Today and last wednesday I went to see cats at some shelters. It helped change my mind a little bit and filled me with joy to see all those cute babies. However, it is just another distraction. I also feel  like I cannot attach to another fur baby. I am distant, even tho  they touch me in some ways. Junior and I had this strong bond. It is so difficult to explain in words. We would worry for me when I was hurting, he would cuddle with me when I was sad, always cheer me up when he felt I had a bad day. He was so sensitive. I don't feel like I ever bond with any other humans that way. I am a shy person and I don't open up easily. I don in forums, where I can feel more anonymous but not face to face with another human being. However, I do felt like Junior could understand me. He didn't want me to open up and speak my mind, he just was there for me whenever. I could remain silent and it was fine. 

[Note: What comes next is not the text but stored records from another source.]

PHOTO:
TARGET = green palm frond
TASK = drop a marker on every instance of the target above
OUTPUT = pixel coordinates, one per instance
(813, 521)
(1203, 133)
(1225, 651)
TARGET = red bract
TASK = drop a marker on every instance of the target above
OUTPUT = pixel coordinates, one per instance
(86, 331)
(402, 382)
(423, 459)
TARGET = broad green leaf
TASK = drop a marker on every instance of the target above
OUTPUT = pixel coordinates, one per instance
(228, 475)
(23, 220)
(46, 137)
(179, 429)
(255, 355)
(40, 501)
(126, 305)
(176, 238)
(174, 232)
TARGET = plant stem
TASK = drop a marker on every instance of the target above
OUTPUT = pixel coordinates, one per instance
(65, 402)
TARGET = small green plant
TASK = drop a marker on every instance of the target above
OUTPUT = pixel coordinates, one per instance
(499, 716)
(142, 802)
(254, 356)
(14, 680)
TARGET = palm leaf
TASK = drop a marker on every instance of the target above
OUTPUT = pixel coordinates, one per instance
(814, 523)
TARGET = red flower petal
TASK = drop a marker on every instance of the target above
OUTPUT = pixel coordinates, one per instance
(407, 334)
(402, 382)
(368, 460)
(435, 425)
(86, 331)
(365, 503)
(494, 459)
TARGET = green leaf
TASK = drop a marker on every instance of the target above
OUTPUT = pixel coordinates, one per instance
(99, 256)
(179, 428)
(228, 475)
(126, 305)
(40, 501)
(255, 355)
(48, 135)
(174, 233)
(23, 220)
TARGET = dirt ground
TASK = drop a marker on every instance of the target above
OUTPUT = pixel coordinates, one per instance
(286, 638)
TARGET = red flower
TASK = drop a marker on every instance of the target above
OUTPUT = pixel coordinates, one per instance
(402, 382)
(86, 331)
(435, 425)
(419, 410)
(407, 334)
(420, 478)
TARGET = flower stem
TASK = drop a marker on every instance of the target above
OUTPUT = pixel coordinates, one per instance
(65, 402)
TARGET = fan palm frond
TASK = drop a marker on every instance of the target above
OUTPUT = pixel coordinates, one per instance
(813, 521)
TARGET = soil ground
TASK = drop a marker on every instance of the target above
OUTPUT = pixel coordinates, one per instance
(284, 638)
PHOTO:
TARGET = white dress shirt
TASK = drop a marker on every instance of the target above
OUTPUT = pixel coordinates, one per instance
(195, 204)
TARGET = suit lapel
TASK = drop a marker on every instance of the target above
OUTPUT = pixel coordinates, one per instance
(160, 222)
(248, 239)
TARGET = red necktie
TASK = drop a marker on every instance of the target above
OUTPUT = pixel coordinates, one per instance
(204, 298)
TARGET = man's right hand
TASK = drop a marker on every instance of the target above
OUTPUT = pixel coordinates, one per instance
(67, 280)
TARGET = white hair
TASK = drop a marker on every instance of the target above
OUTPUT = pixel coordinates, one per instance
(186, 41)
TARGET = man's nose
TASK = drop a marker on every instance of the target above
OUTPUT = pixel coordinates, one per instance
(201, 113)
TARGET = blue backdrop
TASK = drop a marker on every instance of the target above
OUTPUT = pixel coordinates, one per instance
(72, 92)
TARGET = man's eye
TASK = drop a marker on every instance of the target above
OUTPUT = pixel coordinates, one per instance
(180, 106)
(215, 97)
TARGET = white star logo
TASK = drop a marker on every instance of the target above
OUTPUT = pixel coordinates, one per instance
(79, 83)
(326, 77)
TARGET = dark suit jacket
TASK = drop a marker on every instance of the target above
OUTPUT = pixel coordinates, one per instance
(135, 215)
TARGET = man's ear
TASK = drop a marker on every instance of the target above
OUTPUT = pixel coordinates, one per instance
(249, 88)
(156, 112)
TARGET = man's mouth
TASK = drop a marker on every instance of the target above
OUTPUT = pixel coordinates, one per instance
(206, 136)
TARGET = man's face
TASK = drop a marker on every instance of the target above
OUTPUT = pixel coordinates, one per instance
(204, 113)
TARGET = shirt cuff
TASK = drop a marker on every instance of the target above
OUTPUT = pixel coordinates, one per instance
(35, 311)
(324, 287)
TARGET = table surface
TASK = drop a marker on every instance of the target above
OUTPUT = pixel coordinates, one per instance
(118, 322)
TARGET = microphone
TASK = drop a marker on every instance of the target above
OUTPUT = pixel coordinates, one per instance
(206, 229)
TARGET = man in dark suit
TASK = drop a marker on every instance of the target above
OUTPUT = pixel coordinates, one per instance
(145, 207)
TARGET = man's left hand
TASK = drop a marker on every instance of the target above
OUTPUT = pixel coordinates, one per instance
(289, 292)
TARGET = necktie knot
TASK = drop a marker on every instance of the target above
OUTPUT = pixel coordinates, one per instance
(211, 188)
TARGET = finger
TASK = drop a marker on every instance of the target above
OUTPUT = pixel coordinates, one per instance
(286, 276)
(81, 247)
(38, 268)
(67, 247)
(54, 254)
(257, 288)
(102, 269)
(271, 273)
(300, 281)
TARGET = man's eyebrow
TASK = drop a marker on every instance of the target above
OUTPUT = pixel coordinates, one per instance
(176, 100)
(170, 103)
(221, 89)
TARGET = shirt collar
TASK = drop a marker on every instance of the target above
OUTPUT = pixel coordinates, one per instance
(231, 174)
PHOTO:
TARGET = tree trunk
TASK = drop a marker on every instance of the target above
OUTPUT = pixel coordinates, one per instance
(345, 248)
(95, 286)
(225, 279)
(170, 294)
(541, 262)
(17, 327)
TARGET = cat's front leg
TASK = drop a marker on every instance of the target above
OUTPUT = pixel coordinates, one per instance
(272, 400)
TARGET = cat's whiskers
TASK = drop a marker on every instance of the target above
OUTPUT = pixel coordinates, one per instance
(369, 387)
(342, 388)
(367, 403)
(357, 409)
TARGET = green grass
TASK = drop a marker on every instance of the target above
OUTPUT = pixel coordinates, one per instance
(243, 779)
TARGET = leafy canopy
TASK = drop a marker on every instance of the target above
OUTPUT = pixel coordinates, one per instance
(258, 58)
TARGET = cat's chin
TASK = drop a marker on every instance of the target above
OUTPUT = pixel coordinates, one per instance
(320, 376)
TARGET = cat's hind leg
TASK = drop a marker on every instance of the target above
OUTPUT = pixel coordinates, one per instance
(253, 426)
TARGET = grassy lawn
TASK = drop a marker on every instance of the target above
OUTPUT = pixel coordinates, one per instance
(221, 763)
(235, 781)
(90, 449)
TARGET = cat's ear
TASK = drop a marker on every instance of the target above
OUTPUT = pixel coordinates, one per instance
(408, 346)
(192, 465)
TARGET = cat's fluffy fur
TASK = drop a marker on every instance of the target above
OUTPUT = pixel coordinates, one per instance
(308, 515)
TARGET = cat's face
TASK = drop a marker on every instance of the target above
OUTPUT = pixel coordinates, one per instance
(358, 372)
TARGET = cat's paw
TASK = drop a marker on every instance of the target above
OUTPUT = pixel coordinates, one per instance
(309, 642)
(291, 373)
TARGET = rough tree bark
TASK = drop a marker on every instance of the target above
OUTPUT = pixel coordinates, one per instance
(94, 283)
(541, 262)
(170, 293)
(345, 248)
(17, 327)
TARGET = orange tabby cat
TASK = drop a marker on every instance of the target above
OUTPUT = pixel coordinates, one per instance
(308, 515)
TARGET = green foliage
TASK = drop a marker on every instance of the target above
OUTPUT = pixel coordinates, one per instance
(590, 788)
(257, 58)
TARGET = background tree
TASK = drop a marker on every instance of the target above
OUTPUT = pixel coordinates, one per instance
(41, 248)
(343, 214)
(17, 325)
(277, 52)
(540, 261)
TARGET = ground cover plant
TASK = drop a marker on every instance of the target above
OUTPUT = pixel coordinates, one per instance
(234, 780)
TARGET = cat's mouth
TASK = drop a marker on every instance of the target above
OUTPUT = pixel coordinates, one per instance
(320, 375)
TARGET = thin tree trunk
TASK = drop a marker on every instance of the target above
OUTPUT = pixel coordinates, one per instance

I am feeling better during the day, when I don't think about anything other then work. However, as soon as my mind stop being busy, it comes back. It's like hitting a brick wall. Nothing can comfort me, it just has to ravage me inside like a hurricane and I have to wait until it stops. This pain, even tho it is not consuming me all day long, seems even deeper and stronger then it was on day one. I am well aware that mourning takes time. However, I wonder when I will be able to think about my little cat without feeling like my inside is burning and I am about to explode. However, I am also afraid to accept that my Junior is gone. It is as if I keep hurting that way, he is not really gone for real, this is not real. This might sound weird, but this is how I feel. I cannot really explain more. 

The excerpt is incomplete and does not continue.